The Soul’s Bloody Doorposts: A Greek Epigram on the Passover

I haven’t posted a verse translation On Here in a while (since April 25th, in fact), and am trying to get back into it. So I have one for today, again from the first book of the Greek Anthology (1.57).

The poem is a nice example of figural reading, taking the historical Passover in Exodus with its detail of doorposts marked with blood and applying it to the soul of the individual Christian over whom death shall have no dominion. I’ve extended the figured image in a eucharistic direction, which seems fair given the nature of, well, the Bible, though my translation can also easily be taken in a John-6 direction, which is not (in my opinion) about the Lord’s Supper.

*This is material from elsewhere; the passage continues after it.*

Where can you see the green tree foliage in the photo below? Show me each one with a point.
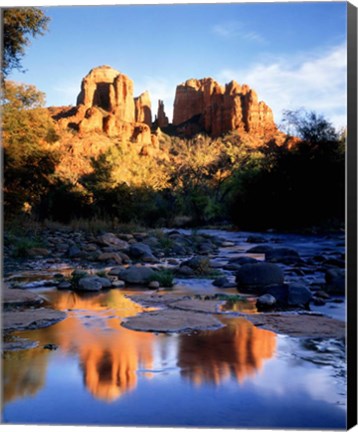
(27, 135)
(294, 187)
(18, 25)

In any case, the two are easily harmonizable, so it can also be read as both, though it was the first that was foremost in my mind (not that anyone wants to look in there).

My version is in two sets of rhymed iambic pentameters (AABB). I give the Greek text according to the Loeb edition, the Loeb translation, and my version.

The Greek text:

Εἰς τὸν ἀμνὸν τοῦ Θεοῦ

Ψυχῆς ἐν φλιῇσιν ἐμῆς σωτήριον αἷμα

   ἀμνοῦ· ὀλοθρεύων, φεῦγε, μὴ ἐγγὺς ἴθι.

The Loeb translation:

On the doorposts of my soul is the saving blood of the lamb. Away, destroyer; do not come near.

Trans. W.R. Paton, rev. by Michael A. Tueller

My version:

On the Lamb of God

The doorposts of my soul are marked with blood,

The saving blood of God, the Lamb of God.

Pass over me, Destroying Angel, flee;

With haste I’ve eaten Christ and now am free.